The move was also supported by financial factors. According to Giovanni Staunovo, analyst at UBS, the rally was fueled by a weaker U.S. dollar—which fell more than 1% during the session—and by a sharp drop in oil prices. Brent crude plunged more than 15% and touched its lowest level in nearly a month, also shaping market expectations.
However, the outlook remains uncertain. Analysts at ING Group said market sentiment has shown signs of stabilization but noted that gold is still down roughly 11% from its February peak, as the conflict with Iran has paradoxically reduced its appeal as a safe-haven asset.
A more cautious view came from Sucden Financial, which warned the truce appears fragile and conditional, meaning the rally could reflect the immediate impact of headlines rather than a structural shift. In that sense, the outlook for precious metals will depend both on the durability of the agreement and the direction of monetary policy in the United States.

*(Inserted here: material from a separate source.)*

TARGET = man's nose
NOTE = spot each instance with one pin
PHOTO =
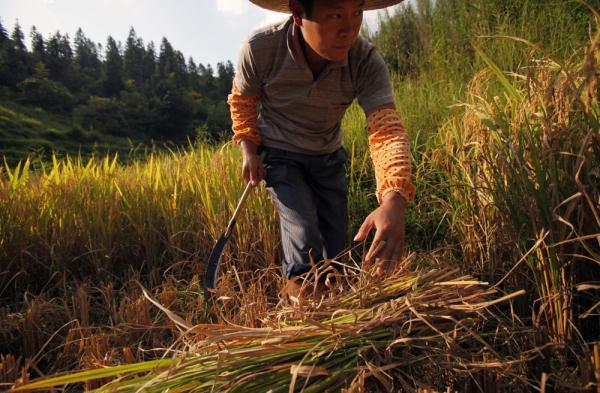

An unusual reaction to the conflict
During the conflict with Iran, the behavior of gold and silver surprised many analysts. Rather than acting as safe havens, both metals experienced broad declines, contradicting the traditional view that geopolitical tensions tend to boost their prices.
Part of this dynamic was explained by their inverse correlation with oil, which surged during the conflict. In fact, by late February—before the escalation—silver had reached about $93 while gold had surpassed $5,200, levels that remain far above current prices.
The metals also showed strong sensitivity to political developments. A warning by Donald Trump about a possible attack on Iran triggered a drop of more than 8% in silver and around 4% in gold late last week.
Fragile truce and focus on the Fed
The ceasefire announcement was made by Trump through Truth Social, where he said the agreement with Iran would last two weeks, conditional on the “full, immediate and safe” reopening of the Strait of Hormuz. According to him, the United States had already achieved its military objectives and received a ten-point peace proposal from Iran.
From Tehran, Iranian Foreign Minister Abbas Araghchi confirmed that Iranian forces would halt defensive operations if attacks stopped and said safe passage through the strait would be guaranteed during the agreed period.
Still, uncertainty remains. After the initial sharp drop, oil prices began to rebound, keeping inflation concerns alive and complicating the outlook for policy at the Federal Reserve.
Minutes from the Fed reflected a divided view: while some officials believe a prolonged conflict could weaken the labor market and justify rate cuts, others warn that inflation could remain elevated if crude prices rise again.